2. About skill building and practical application, they indicate that they learned not only how to lead change but also gained a better understanding of finance, strategic thinking and planning, governance, negotiation skills, conflict resolution, and effectively engaging in dialogue.

3. About personal change, most reported making changes in the way they understood themselves, their roles as leaders, and their relationships with others, although they did not anticipate making such changes when they enrolled. Many felt they better understood the relationship between personal awareness and their style of leadership.

Developing Leaders
Most of the participants in the PLC report that they are better able to communicate and collaborate with their administrative colleagues. For example, Denny Denarvis, a former CEO of Abbott Northwestern Hospital in Minneapolis, described at a national meeting how a group of PLC graduates and medical staff leaders worked with administrators to establish a clinical council to bring together physician leaders and hospital administrators to improve medical care. Another large health system is using physicians who have gone through leadership training to train at least 75 of their peers to help create a culture in which physicians and health care administrators share in decision-making.

We have found that along with improving leadership and management skills, one of the most significant outcomes of participation in the PLC is personal change. Participants report that by the end of their 18 months in the program, they’ve grown in their self-knowledge and become more reflective. One graduate said, “When I’m going to make a decision or when I’m in a meeting and I become frustrated or angry, I am more careful about thinking about why this is the case, what previous experience has made me feel this way, how should I best handle it.” Most graduates report that they are much more comfortable and confident in their role as a physician leader. They report that they are better listeners, both to others and to their inner voice.

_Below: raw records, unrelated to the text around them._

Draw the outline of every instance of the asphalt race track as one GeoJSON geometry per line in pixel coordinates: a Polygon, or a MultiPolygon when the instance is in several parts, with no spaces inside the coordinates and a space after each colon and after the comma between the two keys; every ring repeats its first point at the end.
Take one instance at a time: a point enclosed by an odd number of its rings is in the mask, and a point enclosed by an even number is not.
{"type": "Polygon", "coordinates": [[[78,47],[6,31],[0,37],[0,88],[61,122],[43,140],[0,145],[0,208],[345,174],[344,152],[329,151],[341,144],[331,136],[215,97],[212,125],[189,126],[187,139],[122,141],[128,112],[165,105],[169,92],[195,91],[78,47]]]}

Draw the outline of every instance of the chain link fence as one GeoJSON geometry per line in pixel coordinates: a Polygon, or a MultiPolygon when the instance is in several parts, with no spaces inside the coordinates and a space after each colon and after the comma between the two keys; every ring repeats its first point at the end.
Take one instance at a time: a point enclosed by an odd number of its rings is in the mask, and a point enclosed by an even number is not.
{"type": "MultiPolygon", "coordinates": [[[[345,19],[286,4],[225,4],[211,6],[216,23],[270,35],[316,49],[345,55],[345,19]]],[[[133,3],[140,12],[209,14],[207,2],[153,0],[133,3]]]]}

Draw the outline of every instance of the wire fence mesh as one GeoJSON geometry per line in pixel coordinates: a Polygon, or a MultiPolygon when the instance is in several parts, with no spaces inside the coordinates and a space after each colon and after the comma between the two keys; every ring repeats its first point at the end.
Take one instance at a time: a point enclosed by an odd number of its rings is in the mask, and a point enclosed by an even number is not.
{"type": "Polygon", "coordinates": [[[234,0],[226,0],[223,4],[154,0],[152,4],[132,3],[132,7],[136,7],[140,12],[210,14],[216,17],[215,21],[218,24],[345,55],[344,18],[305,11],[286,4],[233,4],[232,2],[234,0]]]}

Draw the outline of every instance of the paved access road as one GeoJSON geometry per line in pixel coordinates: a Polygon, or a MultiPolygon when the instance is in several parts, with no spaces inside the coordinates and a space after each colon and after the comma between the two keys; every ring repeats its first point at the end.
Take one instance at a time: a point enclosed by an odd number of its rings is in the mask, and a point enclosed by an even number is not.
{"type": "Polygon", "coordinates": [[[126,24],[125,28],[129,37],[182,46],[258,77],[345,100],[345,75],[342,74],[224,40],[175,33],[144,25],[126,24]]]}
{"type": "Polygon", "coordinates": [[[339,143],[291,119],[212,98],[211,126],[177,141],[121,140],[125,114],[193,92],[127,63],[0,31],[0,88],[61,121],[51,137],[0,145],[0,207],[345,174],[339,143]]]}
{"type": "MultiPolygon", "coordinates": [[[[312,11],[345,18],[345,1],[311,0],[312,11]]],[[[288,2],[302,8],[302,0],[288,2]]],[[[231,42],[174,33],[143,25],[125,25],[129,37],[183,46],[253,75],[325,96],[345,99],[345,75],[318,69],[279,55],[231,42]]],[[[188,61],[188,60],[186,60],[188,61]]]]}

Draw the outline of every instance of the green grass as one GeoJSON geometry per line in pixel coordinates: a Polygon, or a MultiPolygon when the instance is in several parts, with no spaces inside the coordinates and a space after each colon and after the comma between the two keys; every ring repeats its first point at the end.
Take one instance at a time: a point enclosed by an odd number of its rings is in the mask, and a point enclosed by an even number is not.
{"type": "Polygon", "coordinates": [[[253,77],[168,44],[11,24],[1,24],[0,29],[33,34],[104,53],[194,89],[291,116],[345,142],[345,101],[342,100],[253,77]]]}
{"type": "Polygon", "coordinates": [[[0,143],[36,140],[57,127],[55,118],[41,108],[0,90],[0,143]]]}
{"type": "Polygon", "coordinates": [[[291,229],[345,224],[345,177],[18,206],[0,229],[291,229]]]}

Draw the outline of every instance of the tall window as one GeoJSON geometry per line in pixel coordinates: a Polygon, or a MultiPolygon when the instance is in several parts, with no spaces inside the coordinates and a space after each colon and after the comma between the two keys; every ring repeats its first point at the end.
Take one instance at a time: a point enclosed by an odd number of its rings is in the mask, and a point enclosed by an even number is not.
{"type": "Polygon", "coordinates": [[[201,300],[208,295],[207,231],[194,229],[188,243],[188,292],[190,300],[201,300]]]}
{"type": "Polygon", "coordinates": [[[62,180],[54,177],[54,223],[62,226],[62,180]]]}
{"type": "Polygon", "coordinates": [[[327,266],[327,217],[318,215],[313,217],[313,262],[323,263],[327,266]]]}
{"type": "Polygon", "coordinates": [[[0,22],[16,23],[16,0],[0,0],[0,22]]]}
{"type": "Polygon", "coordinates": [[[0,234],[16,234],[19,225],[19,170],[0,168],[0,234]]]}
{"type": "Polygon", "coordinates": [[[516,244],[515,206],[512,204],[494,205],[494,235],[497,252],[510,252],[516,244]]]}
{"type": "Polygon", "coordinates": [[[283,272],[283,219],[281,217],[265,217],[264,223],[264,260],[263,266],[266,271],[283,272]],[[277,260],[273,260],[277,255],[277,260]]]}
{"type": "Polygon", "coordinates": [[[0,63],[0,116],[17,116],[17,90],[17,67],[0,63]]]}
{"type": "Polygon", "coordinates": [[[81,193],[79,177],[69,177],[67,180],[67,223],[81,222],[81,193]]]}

Participants also report that the PLC has given them the courage to lead change. As Heifetz points out in his book Leadership Without Easy Answers, exercising leadership is about tolerating losses and moving in a more productive and self-fulfilling direction. Effective leadership requires courage and resolve. One PLC cohort volunteered to undergo in-depth interviews before, immediately following, and 6 months after the PLC experience. One individual noted a number of personal changes including having greater personal awareness, new ideas about his work, and a diminution of fear about being a physician leader. Other students also said that they have increased confidence in their skills and abilities as a result of their coursework in the PLC.

In conclusion, significant and immediate changes are needed in order to improve the quality of medical care and to make it more affordable. We are convinced that physicians must not only actively participate in making such changes but also must lead the effort. Change is arduous, complex, and risky, and it is essential that we prepare physicians to take on the challenge. A key quality of effective leadership is self-knowledge. Listening to one’s self, however, is not taught in medical school nor does it fit with scientific thinking. Consequently, physicians are often unaware of their own feelings and insights. In addition to building the skills of leadership and management, one of the unique facets of the PLC at the University of St. Thomas is that it offers physicians the opportunity for extensive reflection and introspection. We believe such an approach is a key strategy for helping physicians become the leaders needed to redesign health care for the future. MM

John Conbere and Alla Heorhiadi are in oganizational learning and development; Brian Campion is senior fellow in health care leadership and was the first lead faculty for the PLC; Tom Gilliam was the first PLC administrator and is director of the Opus College of Business Center for Health and Medical Affairs; all are at the University of St. Thomas.